Centering Animals in Latin American History
Edited by Martha Few and Zeb Tortorici
2013, Duke University Press
391 pages, plates, paperback
THIS book has been in print for several years now and we regret coming to it so late in the day, because it is a splendid and highly original collection that does something long overdue in Latin American historiography. By placing animals at the heart of the history of this region, the editors have made a significant contribution to the ways in which humans behave towards the natural world and understand it. What then happens when you read this book is really rather remarkable, making you realise that animals are, indeed, at the very heart of Latin American history in so many ways. The contributors take us beyond the Columbian Exchange, by which European fauna and flora transformed the natural environment in this region, to the symbolic roles played by animals and their relationships with social practices such as medicine and wedding rites.

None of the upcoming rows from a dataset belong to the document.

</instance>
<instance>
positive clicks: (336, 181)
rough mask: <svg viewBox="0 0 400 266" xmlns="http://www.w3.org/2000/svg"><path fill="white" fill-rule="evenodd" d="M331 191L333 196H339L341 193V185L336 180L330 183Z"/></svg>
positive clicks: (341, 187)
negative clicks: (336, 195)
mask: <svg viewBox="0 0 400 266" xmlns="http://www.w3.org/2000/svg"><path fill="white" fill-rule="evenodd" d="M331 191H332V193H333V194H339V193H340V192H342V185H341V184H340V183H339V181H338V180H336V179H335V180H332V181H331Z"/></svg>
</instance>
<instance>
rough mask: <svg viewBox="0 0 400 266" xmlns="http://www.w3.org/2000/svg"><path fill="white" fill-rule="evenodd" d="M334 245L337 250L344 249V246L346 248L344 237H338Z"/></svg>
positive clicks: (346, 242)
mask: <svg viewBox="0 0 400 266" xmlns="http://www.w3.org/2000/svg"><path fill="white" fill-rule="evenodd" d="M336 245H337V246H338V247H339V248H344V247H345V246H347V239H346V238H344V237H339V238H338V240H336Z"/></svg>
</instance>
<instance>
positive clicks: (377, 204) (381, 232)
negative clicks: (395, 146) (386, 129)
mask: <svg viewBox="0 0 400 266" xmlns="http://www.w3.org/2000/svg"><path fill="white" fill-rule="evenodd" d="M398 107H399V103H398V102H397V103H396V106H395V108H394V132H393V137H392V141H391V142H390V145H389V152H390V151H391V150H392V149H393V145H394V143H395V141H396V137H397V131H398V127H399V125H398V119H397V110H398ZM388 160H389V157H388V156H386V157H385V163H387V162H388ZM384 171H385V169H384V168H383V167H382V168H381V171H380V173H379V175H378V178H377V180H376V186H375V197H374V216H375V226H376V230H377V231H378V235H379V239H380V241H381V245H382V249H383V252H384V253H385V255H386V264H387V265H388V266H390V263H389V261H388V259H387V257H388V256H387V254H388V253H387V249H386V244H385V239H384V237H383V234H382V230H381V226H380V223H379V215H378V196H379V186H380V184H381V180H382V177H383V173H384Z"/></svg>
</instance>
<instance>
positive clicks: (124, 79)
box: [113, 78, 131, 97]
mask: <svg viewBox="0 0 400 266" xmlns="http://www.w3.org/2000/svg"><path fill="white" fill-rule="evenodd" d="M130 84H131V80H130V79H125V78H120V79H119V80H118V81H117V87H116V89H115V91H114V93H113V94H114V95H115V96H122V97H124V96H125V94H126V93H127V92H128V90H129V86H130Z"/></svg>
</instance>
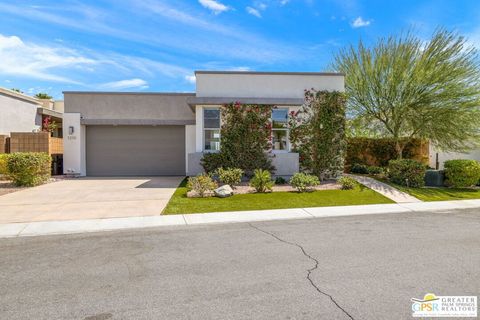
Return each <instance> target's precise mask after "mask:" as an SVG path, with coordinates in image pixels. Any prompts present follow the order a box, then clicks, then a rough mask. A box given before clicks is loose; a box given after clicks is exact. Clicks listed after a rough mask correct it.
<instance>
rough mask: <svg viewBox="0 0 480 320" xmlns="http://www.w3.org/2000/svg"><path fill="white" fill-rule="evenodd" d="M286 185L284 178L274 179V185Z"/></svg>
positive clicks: (285, 182) (284, 178)
mask: <svg viewBox="0 0 480 320" xmlns="http://www.w3.org/2000/svg"><path fill="white" fill-rule="evenodd" d="M285 183H287V180H285V178H283V177H276V178H275V184H285Z"/></svg>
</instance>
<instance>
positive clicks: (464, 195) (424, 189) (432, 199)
mask: <svg viewBox="0 0 480 320" xmlns="http://www.w3.org/2000/svg"><path fill="white" fill-rule="evenodd" d="M371 177H372V178H374V179H377V180H379V181H381V182H383V183H386V184H389V185H391V186H392V187H394V188H397V189H398V190H400V191H403V192H405V193H408V194H409V195H411V196H414V197H415V198H417V199H419V200H422V201H448V200H468V199H480V189H454V188H445V187H444V188H429V187H424V188H407V187H404V186H400V185H398V184H395V183H391V182H390V181H388V180H386V179H378V178H377V177H375V176H371Z"/></svg>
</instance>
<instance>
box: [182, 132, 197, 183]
mask: <svg viewBox="0 0 480 320" xmlns="http://www.w3.org/2000/svg"><path fill="white" fill-rule="evenodd" d="M195 127H196V126H193V125H190V126H185V158H186V159H185V172H186V173H187V174H188V172H189V161H188V155H189V154H190V153H195V149H196V141H195V139H196V128H195ZM192 165H193V164H192Z"/></svg>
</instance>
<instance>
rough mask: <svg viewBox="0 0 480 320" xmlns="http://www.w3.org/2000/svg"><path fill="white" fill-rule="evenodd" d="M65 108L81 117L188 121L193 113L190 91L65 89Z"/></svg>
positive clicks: (109, 118) (192, 118)
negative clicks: (123, 90) (188, 92)
mask: <svg viewBox="0 0 480 320" xmlns="http://www.w3.org/2000/svg"><path fill="white" fill-rule="evenodd" d="M64 95H65V112H70V113H80V114H81V115H82V119H96V120H97V119H100V120H102V119H125V120H131V119H138V120H151V119H159V120H164V119H168V120H177V121H191V122H192V123H194V121H195V116H194V113H193V111H192V109H191V108H190V106H188V104H187V102H186V100H187V98H188V97H192V96H193V94H155V93H152V94H149V93H114V92H112V93H101V92H100V93H95V92H65V93H64Z"/></svg>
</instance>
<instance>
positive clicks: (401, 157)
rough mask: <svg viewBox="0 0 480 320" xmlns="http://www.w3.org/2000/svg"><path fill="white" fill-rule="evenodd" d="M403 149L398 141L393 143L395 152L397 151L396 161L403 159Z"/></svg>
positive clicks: (403, 146)
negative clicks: (394, 142)
mask: <svg viewBox="0 0 480 320" xmlns="http://www.w3.org/2000/svg"><path fill="white" fill-rule="evenodd" d="M403 149H405V145H403V144H402V143H401V142H400V141H398V140H397V141H396V142H395V151H397V160H402V159H403Z"/></svg>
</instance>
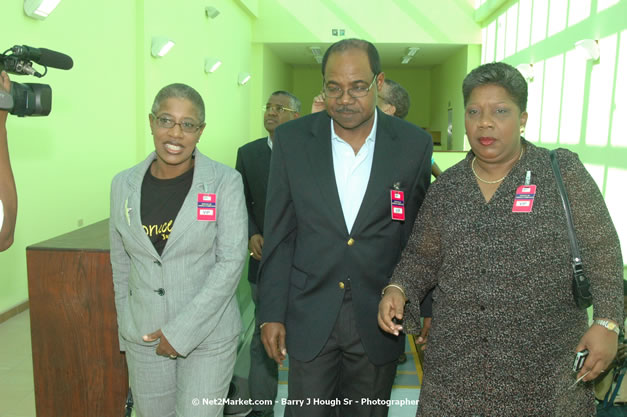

Perceptions and representations of animals give meaning to human understanding – from indigenous cosmology to ideas about masculinity – making the history of animals, as Erica Fudge points out in her foreword, invaluable for a number of reasons: providing us with new insights about human-animal relations, and about how important animals have been to human culture and what we now call “modernity”. As Fudge notes, something as apparently inconsequential as cow dung in fact played a vital role in agricultural improvement in England, and hence in urbanization and ultimately industrialization. The contributions explore the role of animals in culture and colonialism, in medicine, science and public health, and in meanings and politics. At every turn, the editors point out, a tension permeates the entire book: if we transform animals into the central actors in the historical narrative, does this give us a substantially different version of the past than historical works that solely present animals as visible factors in history? This, therefore, is a tenuous project, but one that is undertaken with fascinating results.